If the former, then I can at least understand your point, though I would
disagree (I think that going through a simulation like this is a very
interesting way to teach kids about economics and power, and I wish I'd had
teachers who spent that much attention on trying to teach their students
things they felt were important in life).

If the latter, than it sounds like you misunderstood what the teachers did and
why they did it. They were _not_ primarily interested in the organizing a
system that would merely provide kids with equitable access to toys in the
playroom. They were interested in teaching the children their own version of
how economics and social justice should be understood _in real life_ , a
version which many people (including me) take issue with for its fundamental
lack of awareness of how wealth is created, and the effects of a system of
organization on that wealth creation process.

------
duncanr
The kids in the post add value by building more complex structures out of the
raw materials, no?

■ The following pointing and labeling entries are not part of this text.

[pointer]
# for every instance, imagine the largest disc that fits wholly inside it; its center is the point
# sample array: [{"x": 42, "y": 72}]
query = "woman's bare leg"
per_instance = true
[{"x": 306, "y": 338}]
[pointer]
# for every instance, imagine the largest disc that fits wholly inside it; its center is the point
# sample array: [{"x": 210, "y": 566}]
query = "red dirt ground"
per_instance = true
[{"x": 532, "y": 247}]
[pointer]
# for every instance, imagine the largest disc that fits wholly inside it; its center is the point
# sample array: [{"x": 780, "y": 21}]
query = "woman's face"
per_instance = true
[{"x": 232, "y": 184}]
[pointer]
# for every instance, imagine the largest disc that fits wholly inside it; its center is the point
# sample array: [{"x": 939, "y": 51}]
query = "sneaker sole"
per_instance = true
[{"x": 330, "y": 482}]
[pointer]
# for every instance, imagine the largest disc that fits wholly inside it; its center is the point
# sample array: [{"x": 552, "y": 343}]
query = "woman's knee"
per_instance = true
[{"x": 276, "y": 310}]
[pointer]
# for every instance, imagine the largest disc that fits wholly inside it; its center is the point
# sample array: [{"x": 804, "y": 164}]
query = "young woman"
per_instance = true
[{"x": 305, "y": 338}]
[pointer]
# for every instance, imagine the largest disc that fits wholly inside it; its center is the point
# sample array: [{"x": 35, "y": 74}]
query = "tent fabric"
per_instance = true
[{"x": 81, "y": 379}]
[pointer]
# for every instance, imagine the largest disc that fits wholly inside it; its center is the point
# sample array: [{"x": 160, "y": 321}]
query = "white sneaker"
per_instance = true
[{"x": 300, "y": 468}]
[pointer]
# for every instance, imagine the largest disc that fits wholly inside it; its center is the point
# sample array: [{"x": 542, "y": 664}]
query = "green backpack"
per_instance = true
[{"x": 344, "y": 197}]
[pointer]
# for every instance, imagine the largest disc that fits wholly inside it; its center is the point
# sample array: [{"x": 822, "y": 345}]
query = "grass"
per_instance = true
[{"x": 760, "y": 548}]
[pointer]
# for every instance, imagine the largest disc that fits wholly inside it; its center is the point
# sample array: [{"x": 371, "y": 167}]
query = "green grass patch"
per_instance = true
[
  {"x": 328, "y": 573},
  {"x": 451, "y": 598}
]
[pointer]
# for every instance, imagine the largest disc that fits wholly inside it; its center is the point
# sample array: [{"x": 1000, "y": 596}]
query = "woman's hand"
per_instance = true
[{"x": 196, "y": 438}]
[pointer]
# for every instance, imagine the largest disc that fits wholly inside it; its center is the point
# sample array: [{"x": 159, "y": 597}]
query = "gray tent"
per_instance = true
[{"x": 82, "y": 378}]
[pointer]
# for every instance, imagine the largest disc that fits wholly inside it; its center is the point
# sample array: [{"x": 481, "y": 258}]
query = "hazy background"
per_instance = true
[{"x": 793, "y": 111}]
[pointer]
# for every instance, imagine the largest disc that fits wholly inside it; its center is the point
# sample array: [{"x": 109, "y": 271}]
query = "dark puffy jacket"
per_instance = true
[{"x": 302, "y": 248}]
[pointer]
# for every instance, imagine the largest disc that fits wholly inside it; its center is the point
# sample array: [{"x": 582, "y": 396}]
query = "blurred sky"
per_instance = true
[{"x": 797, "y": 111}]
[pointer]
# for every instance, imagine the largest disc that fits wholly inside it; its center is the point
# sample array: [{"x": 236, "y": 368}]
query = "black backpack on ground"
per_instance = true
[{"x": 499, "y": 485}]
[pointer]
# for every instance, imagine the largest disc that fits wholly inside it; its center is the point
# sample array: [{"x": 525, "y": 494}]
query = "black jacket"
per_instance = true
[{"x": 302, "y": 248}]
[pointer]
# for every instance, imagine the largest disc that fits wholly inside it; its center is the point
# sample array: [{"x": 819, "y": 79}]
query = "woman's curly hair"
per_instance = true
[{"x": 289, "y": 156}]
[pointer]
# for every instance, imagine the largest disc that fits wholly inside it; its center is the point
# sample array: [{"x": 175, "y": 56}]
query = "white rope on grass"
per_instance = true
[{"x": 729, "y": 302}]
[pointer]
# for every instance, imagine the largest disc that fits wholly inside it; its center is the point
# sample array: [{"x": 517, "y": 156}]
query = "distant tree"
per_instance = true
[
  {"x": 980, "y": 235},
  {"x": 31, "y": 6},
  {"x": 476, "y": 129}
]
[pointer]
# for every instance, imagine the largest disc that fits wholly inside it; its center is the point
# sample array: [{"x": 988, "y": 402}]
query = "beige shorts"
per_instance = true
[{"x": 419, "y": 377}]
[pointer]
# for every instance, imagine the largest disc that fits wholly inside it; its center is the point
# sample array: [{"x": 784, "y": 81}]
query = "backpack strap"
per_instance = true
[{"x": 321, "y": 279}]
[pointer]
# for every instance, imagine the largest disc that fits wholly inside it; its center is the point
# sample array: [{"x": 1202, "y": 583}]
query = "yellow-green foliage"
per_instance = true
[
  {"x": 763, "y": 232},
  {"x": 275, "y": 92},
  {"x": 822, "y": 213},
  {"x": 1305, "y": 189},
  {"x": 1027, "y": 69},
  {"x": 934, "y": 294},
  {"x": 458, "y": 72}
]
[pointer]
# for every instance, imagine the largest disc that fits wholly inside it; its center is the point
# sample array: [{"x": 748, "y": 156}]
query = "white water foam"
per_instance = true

Does the author of the article think we have an infinite
supply of raw materials? I read the original article as an experiment into
control of raw materials rather than an experiment of added value vs. zero-
sum.

As much as economists may dislike it, these arguments seem to always boil down
to 'who has control of the raw materials'; those that are empowered are happy
with the current system, and those that are not empowered are not. The
efficiencies of the market, and whether it's zero-sum or not, would seem to be
a secondary concern for most participants.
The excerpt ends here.